A Cause Worth Fighting For: The Contribution of Female Combatants to Rebel Success
Several studies suggest that armed resistance movements deploy female fighters because doing so offers specific strategic or tactical advantages; however, little is known about the potential impact of female fighters on the group’s ability to achieve its objectives. I therefore investigate this relationship in this manuscript. I identify several plausible mechanisms through which the presence of female fighters potentially influences the effectiveness of the armed groups that employ them. I argue that female fighters benefit the groups that employ them by: 1) directly expanding the base of available troops; 2) positively influence audience attitudes about the group and its goals; and 3) signaling the group’s commitment and resolve. Each of these factors influences the durability of the movement and its ability to mount a successful challenge to the incumbent regime. Based on these arguments, I hypothesize that rebel groups that include greater proportions of female combatants are less likely to suffer defeat and more likely to achieve a negotiated settlement. Results from competing risks analyses using a novel dataset on women's participation in rebel organizations active between 1979 and 2009 provide support for the hypothesized influence of female fighters on conflict outcomes.

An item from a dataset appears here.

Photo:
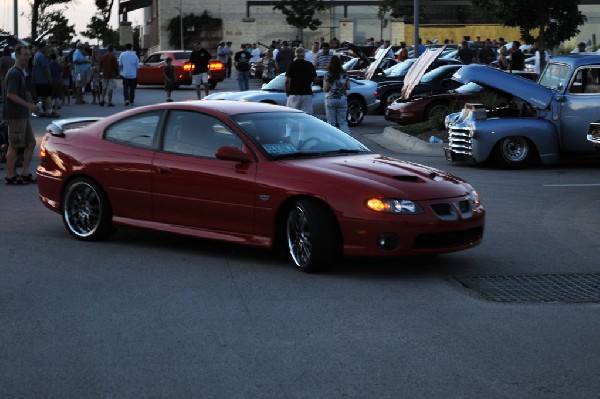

Reed M. Wood is an associate professor in the School of Politics and Global Studies at Arizona State University. His research focuses on civilian victimization during civil war, the links between gender and armed conflict, and women's participation in armed rebellion. His recent work has appeared in International Organization, the British Journal of Political Science, the Journal of Politics, and the Journal of Peace Research. Dr. Wood His current book project investigates rebel leaders' decision to utilize female fighters and the impact this decision has on the group and the conflict. He is also a co-creator of the Women in Armed Conflict Dataset (WARD) and a co-manager of the Political Terror Scale (PTS).